During its 10 years of service, the fire engine has been in the repair shop more than 40 times.
Iola pays Thrive $20,000 a year to help with economic development, a partnership that began in 2013. Other funding partners are Iola Industries, Humboldt and Allen County.
Quite often, economic development applies to recruiting new businesses to town, which Thrive did last fall by steering Peerless Windows to locate a manufacturing facility in Iola.
Headquartered in Fort Scott, Peerless already has 20 on staff at its Iola plant. Production is scheduled to begin next week.
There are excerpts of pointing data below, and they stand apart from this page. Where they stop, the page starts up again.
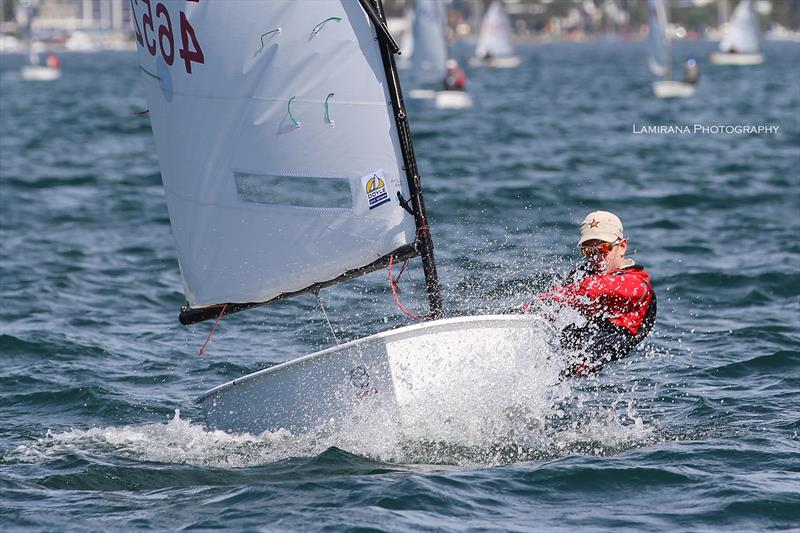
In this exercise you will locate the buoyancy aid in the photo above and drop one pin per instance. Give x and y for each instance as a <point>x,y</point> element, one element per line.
<point>620,310</point>
<point>621,297</point>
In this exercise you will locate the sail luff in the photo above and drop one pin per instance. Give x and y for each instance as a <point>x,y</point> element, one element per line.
<point>742,32</point>
<point>424,239</point>
<point>429,60</point>
<point>659,54</point>
<point>494,39</point>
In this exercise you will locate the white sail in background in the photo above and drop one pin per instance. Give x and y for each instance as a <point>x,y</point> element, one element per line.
<point>407,41</point>
<point>277,145</point>
<point>658,42</point>
<point>742,33</point>
<point>429,61</point>
<point>494,39</point>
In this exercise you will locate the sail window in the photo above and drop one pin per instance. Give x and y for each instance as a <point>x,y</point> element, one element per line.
<point>297,191</point>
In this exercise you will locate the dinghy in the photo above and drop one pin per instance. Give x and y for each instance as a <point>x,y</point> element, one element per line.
<point>429,61</point>
<point>287,163</point>
<point>34,70</point>
<point>494,48</point>
<point>660,55</point>
<point>739,45</point>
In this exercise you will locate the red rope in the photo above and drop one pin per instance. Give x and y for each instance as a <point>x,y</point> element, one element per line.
<point>393,285</point>
<point>213,328</point>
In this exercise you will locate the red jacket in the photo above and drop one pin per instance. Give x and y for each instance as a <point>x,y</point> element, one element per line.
<point>621,296</point>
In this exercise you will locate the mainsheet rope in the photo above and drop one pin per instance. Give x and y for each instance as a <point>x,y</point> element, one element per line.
<point>213,328</point>
<point>393,285</point>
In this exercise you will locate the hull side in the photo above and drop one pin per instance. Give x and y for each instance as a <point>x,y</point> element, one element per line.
<point>419,377</point>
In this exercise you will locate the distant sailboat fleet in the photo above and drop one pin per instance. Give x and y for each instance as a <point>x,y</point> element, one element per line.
<point>660,57</point>
<point>495,48</point>
<point>740,43</point>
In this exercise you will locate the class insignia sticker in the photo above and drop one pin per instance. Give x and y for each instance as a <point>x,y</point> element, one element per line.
<point>374,186</point>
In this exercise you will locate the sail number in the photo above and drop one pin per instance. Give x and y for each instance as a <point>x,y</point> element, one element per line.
<point>163,39</point>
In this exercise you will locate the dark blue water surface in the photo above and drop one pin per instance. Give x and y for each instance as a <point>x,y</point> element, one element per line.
<point>696,430</point>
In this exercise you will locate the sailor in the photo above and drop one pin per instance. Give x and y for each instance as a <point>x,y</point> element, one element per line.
<point>456,79</point>
<point>610,291</point>
<point>692,72</point>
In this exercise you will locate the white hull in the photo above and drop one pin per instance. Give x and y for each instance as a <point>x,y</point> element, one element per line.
<point>453,100</point>
<point>39,73</point>
<point>723,58</point>
<point>673,89</point>
<point>422,94</point>
<point>495,62</point>
<point>433,375</point>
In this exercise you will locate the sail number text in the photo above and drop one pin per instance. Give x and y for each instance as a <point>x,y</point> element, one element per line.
<point>163,39</point>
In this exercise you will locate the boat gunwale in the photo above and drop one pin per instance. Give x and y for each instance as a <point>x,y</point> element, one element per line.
<point>397,332</point>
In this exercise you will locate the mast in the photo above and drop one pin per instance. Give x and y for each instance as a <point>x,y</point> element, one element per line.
<point>424,240</point>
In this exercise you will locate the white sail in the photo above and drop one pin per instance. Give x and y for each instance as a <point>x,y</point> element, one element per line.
<point>429,61</point>
<point>741,35</point>
<point>494,39</point>
<point>658,42</point>
<point>277,145</point>
<point>407,41</point>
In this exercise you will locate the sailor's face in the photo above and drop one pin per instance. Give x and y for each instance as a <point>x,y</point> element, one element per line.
<point>604,256</point>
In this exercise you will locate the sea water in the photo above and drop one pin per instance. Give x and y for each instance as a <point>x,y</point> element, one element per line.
<point>695,430</point>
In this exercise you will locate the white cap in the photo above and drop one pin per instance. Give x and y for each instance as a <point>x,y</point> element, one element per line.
<point>601,225</point>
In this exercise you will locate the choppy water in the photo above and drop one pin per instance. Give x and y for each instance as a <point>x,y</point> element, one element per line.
<point>697,430</point>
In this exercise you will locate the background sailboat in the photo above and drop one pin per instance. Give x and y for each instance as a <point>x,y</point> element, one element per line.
<point>494,48</point>
<point>429,62</point>
<point>407,39</point>
<point>34,70</point>
<point>740,44</point>
<point>312,105</point>
<point>660,55</point>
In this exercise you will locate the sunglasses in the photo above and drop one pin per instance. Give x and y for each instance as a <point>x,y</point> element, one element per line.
<point>601,248</point>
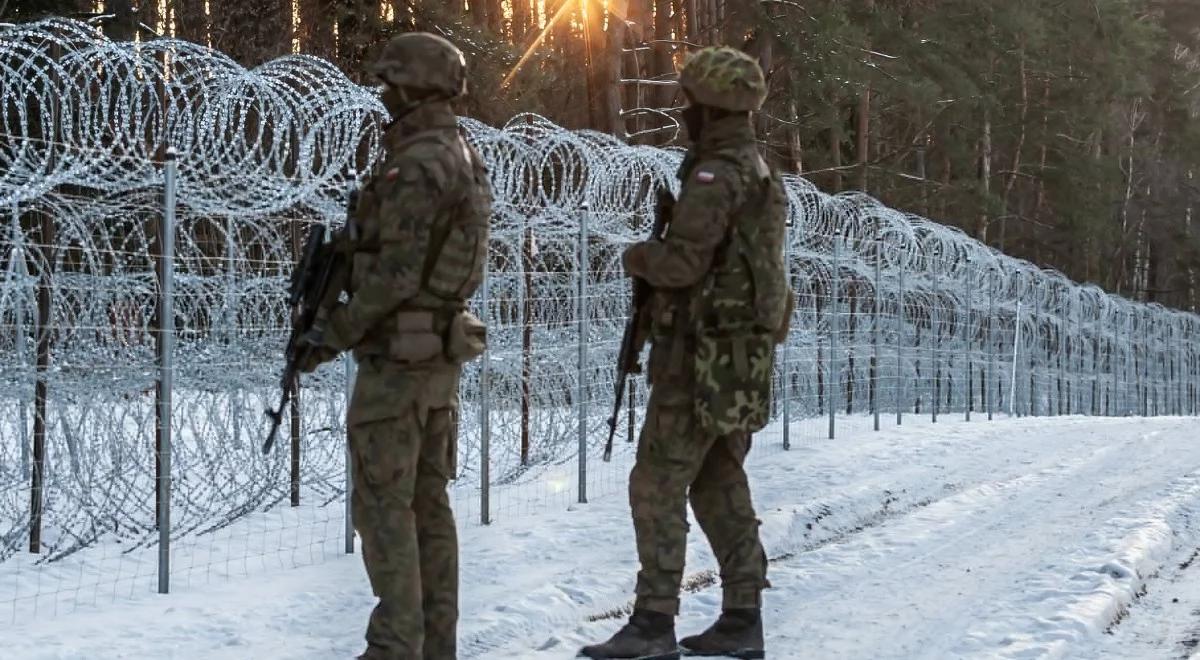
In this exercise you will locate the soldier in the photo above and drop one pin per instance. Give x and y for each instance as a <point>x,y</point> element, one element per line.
<point>418,246</point>
<point>720,305</point>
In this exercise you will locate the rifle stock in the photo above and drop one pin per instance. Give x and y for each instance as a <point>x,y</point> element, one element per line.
<point>633,340</point>
<point>311,291</point>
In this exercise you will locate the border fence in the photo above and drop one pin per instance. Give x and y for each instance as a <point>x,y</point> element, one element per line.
<point>154,197</point>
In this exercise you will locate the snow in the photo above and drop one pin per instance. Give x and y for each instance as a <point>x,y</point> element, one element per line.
<point>1025,538</point>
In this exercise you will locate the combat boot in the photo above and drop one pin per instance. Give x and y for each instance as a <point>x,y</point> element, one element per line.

Iola works closely with Thrive, both in terms of concrete things such as fire engines, but also more abstract goals like attracting families to move here.
In the last 20 years, Iola’s population has dropped from 6,900 to 5,100.
Goering is Thrive’s economic development manager, moving to Iola last summer from the Wichita area. Most recently, he’s helped Humboldt’s Our Market secure funding necessary to open up for business, and is building relationships with Humboldt’s other businesses including Monarch Cement, Murphy Tractor and B&W Trailer Hitches.
Goering is also helping the county look at expanding options at the Allen County Regional Airport, and heads up a committee focused on the region’s perennial problem of lacking affordable housing.
This summer, Thrive secured and oversaw $132,000 in the form of an additional CDBG grant for the City of Iola, to assist local businesses hurt by the COVID-19 pandemic.
Businesses and non-profits with up to five employees were eligible for to $7,500; those with six to 50 employees could receive up to $12,000.